- Directed by: Jan Jung
- Written by: Shelagh Delaney; Aleksey Poyarkov; Michael Soby;
- Produced by: Just Betzer
- Starring: Elena Astafeva; Olga Barnet; Aleksandr Belyavskiy; Pauls Butkevics; Dmitri Dobrovolsky; Dariya Majorova; Galina Polskikh; Raisa Ryazanova; Oleg Vidov; Anton Yakovlev;
- Cinematography: Sergey Filippov
- Edited by: Rodney Holland
- Music by: Pete Repete
- Production company: MGM
- Release date: 1992;
- Running time: 101 minutes
- Countries: Russia United States
- Language: Russian

= Three Days in August (1992 film) =

Three Days in August (Три августовских дня) is a co-production film between Russia and the United States directed by Jan Jung in 1992. The film is a drama that describes the 1991 Soviet coup d'état attempt through the story of lovers.

==Plot==
A Russian Mikhail (Anton Yakovlev) and a Lithuanian Dalia (Dariya Majorova) came to Moscow to get married.
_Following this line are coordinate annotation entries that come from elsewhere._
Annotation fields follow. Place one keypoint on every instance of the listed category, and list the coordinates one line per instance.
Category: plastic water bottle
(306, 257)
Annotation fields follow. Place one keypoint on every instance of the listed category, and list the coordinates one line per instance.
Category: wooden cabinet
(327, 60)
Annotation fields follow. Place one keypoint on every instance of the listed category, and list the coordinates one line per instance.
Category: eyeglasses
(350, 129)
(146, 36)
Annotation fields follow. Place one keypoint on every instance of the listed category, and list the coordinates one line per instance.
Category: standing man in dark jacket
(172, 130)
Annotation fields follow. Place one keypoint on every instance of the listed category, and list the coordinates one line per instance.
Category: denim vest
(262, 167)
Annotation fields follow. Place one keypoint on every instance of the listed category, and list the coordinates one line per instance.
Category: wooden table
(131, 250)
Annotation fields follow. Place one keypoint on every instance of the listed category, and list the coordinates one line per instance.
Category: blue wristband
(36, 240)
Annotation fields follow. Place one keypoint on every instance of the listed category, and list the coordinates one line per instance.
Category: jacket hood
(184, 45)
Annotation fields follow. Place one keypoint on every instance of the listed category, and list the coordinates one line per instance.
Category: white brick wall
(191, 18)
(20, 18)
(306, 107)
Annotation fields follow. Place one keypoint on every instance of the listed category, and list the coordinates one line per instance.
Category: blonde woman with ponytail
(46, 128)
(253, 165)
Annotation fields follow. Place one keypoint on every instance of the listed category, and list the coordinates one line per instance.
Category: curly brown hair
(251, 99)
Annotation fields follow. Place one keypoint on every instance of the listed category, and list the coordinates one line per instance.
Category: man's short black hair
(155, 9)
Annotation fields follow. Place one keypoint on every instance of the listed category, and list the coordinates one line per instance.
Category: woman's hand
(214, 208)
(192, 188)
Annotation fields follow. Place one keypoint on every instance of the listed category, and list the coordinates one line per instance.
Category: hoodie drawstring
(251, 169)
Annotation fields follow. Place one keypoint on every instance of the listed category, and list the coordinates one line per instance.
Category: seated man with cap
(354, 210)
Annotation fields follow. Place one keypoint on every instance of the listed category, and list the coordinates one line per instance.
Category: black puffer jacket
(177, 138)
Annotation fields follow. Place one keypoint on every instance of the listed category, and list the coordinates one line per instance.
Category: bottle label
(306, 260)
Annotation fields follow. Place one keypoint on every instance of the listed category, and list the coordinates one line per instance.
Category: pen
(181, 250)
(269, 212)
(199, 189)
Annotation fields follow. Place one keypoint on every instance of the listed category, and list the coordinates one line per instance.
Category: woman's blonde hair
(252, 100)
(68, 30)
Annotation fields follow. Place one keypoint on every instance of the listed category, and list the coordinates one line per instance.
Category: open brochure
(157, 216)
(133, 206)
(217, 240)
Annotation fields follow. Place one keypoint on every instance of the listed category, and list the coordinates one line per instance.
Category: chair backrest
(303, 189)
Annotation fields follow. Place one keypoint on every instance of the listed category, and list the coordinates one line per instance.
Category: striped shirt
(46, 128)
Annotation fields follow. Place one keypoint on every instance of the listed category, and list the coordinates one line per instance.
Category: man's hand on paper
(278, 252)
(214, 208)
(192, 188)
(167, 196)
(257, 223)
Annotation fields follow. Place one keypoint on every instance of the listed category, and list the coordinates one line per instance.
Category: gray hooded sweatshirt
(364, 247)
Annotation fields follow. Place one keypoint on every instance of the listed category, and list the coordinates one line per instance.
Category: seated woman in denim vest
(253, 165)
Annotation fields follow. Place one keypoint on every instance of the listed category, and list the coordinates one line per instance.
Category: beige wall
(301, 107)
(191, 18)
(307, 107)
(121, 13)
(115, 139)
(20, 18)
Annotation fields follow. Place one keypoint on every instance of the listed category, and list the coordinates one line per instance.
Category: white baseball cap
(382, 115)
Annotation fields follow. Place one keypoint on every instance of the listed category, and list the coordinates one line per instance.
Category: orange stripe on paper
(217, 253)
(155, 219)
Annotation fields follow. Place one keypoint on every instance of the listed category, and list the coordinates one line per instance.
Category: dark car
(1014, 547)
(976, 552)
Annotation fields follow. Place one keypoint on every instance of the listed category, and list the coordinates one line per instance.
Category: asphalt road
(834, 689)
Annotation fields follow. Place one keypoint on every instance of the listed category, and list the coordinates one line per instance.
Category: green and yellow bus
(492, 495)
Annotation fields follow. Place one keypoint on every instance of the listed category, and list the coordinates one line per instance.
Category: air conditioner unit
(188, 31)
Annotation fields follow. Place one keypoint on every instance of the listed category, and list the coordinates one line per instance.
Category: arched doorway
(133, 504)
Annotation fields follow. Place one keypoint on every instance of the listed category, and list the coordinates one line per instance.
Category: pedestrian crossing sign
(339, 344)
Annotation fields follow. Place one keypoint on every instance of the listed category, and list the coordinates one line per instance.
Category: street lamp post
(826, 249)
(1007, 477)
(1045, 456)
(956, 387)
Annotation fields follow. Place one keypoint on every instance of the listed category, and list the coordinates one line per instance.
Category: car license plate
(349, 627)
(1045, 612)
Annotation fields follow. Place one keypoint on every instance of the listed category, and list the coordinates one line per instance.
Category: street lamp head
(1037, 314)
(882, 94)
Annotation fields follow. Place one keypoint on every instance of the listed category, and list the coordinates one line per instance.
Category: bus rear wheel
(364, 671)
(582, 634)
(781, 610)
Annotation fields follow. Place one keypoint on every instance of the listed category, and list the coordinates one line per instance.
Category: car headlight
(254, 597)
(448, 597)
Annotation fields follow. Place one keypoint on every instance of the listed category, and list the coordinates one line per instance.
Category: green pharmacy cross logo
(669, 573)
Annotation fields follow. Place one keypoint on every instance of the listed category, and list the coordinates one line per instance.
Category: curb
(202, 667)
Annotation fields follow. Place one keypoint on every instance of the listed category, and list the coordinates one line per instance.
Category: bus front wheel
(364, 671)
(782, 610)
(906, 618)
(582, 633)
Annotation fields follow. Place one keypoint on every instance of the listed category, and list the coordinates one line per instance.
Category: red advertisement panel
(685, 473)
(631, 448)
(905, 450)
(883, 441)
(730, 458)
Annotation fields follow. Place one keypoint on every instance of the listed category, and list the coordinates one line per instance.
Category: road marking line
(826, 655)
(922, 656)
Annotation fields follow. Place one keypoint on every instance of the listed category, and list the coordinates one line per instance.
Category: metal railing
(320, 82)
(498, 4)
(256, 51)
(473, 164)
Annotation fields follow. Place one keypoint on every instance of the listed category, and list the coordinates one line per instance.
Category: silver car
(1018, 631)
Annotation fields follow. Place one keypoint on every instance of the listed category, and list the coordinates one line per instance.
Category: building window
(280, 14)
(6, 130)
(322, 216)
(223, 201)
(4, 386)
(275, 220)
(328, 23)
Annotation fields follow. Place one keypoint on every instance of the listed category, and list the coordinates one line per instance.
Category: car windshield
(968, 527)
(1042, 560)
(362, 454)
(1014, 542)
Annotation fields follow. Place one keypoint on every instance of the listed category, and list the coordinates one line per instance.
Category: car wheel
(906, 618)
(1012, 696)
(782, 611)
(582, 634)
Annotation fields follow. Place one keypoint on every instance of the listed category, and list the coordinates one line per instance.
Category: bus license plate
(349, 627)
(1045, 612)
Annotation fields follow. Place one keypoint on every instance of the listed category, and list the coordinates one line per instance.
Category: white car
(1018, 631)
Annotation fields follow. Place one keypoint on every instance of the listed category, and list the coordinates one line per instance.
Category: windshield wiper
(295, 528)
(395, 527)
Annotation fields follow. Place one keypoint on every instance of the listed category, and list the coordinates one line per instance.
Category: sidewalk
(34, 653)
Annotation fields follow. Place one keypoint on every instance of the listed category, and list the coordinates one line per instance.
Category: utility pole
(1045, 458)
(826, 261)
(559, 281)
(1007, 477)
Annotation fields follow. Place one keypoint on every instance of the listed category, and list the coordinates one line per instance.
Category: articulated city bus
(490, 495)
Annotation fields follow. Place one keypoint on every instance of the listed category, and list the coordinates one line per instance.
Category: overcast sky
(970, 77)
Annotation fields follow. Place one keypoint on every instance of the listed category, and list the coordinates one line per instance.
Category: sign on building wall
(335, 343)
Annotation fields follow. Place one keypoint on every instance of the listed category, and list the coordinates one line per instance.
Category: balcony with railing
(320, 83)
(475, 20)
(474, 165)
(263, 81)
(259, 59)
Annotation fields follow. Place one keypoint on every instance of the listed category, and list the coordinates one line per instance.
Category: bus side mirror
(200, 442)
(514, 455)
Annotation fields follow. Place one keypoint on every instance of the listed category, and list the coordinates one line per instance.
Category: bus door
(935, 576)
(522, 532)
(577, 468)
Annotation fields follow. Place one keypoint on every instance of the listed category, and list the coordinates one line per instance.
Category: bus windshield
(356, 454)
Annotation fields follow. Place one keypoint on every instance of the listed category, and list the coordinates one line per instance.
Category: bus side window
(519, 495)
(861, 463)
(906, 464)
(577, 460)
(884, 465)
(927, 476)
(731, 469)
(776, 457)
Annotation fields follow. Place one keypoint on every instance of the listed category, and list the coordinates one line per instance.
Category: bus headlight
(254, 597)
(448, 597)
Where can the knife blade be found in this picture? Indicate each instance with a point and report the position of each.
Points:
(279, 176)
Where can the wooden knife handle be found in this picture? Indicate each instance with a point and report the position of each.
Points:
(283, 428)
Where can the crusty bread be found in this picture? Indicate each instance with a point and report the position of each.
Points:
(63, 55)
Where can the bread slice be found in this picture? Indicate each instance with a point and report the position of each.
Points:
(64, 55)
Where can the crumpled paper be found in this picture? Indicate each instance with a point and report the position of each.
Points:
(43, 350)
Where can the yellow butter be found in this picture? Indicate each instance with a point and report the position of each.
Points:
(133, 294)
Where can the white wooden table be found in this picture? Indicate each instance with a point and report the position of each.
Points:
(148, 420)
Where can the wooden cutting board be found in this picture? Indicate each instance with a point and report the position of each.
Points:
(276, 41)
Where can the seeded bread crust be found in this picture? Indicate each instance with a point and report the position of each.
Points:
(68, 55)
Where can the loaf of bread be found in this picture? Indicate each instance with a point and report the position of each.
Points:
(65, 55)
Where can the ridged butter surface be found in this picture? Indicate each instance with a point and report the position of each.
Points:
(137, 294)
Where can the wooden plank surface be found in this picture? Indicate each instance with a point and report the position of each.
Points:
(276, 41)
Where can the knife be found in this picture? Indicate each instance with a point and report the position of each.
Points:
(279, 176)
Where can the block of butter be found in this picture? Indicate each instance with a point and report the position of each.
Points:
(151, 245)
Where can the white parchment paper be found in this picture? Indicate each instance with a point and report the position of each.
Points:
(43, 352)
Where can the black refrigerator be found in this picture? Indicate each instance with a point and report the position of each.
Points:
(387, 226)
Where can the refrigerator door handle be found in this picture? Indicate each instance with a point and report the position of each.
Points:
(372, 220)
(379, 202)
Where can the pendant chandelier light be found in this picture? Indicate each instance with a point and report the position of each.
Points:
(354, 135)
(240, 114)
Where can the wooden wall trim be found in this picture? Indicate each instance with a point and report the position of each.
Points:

The next day, the historic coup broke out. Mikhail must fight for the victory of democracy with Dalia. However, his father (Oleg Vidov) is the army general who belongs to the conservative side, against the reformist Gorbachev. And the army general is a man steeped in the Soviet colors. He is against his son's marriage to a Lithuanian and also against glasnost.